You're right! I called the genius hotline and they couldn;t find the vehicle ! 
Called my sale rep, and she told me dont bother to call that hotline. But reassured me that my car was moved into production (in que) as of 10/7. It matches Mybmw tracker....i can only hope for the best coz im not gonna pay over the msrp just to get it sooner. 
Thanks for your input and advise!


----------



## phen88 (Jun 3, 2014)

phen88 said:


> You're right! I called the genius hotline and they couldn;t find the vehicle !
> Called my sale rep, and she told me dont bother to call that hotline. But reassured me that my car was moved into production (in que) as of 10/7. It matches Mybmw tracker....i can only hope for the best coz im not gonna pay over the msrp just to get it sooner.
> Thanks for your input and advise!


Btw, she did provide me the production week when i palced the order, it was en of September. But she also said it could be a little off due to the supply chain issues.


----------



## GrussGott (Jul 14, 2004)

phen88 said:


> Ok, that makes sense!
> 
> Called the 844 4Genius number, they didnt need the production number, only asked for the VIN#.


If you have a VIN you're in the production queue, but the reason they can't find anything out about it is because technically that VIN isn't a built vehicle yet, it's just been assigned to BE built - that's why you use the production number!

The genius lines can be clueless, but if you call them, ONLY give them the production number ("I don't have a vin") you can usually get your build day and a detailed status, but you have to get the right person.

I'm guessing you got the VIN from mygarage.bmwusa.com? Basically it means you're vehicle is status 150, i.e., in the production queue and/or being produced. Typically - depending - that's take 7-10 days to see any updates (the vehicle takes 1 day to get built, but the time between 150 and built is usually ~10 days ... plan on 14.

But, again, if you're getting the vin from the mygarage site, then just be aware it's not yet an active VIN and won't work as input on any BMW system (e.g., if you try to download your owners manual by inputting your VIN it won't recognize your VIN)


----------



## GrussGott (Jul 14, 2004)

GrussGott said:


> If you have a VIN you're in the production queue, but the reason they can't find anything out about it is because technically that VIN isn't a built vehicle yet, it's just been assigned to BE built - that's why you use the production number!
> 
> The genius lines can be clueless, but if you call them, ONLY give them the production number ("I don't have a vin") you can usually get your build day and a detailed status, but you have to get the right person.
> 
> ...


Fun update: Today is exactly 10 days from when my vehicle first went into "production begins", i.e., Status 150. Today it's at "Entering assembly line" which means the body has bonded & welded (~6 hours), the body has been painted (5 coats, ~12hours), and now it's going down the line to have all the stuff installed in the interior and then "marriage" where they mate the body of the car to the suspension/engine/chassis.

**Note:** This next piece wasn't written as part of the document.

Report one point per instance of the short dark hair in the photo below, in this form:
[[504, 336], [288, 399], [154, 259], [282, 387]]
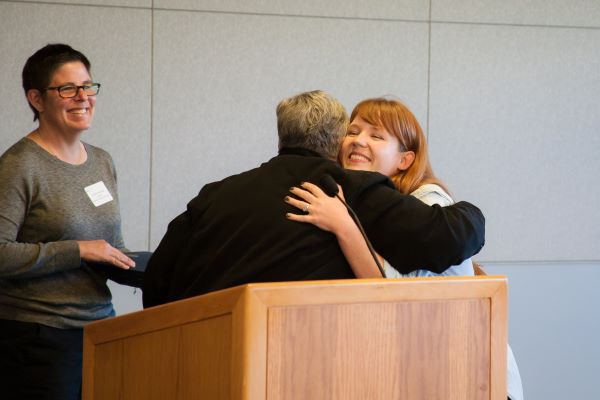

Here's an old status list I have relative to the Munich lines so may not perfectly align to Spartanburg

0 Order deleted by NA
17 Order not Specified
37 Order is at BMW NA
87 Production Week Assigned
97 Order sent to AG
100 Order deleted by AG
101 Error in data transmitted
102 Special Order (no Prod Week)
105 Order out of Prod. Period
111 Order Accepted at AG
112 Order scheduled for Production
150 Production Started
151 Body Shop Started
152 Paint Shop Started
153 Assembly Started
155 Production Completed
160 Released to Distribution
168 AG Stock
170 Waiting Workshop
172 Planned for Workshop
174 Workshop Entry
176 Workshop Complete
180 Waiting for Export Dispatch
181 Waiting for Domestic Dispatch
182 AG Load No. — Released to Carrier
190 Dispatched ex(port?) BMW AG
191 Returned to BMW AG
193 Arrived at Port of Exit (where my car was stalled)
194 Selected for Shipment
195 Shipped from Port of Exit
196 Shipment Arrival — ATA


----------



## mattinfll (Oct 5, 2010)

They now often refer to 155 as "quality check" - at least for Spartanburg.

Personally, I have had good luck with the Genius line. I have not found them clueless or hiding information. They have told me exactly where I was in the process and were correct (it was confirmed by my CA, who also sent me screen shots from his updates).


----------



## Brucelinc (Sep 19, 2021)

phen88 said:


> Update- Moved from Entering assembly line to Quality check in 1 day! Next step is final assembly. Wondering what that's for ? Wouldn;t it be fully assembled before quality check?


Whatever that is, it happens fast. Your car will likely be on its way to the port tomorrow.


----------



## Zeichen311 (Mar 31, 2011)

phen88 said:


> Next step is final assembly. *Wondering what that's for?* Wouldn't it be fully assembled before quality check?


Correcting anything that's rejected in QC.


----------



## phen88 (Jun 3, 2014)

Zeichen311 said:


> Correcting anything that's rejected in QC.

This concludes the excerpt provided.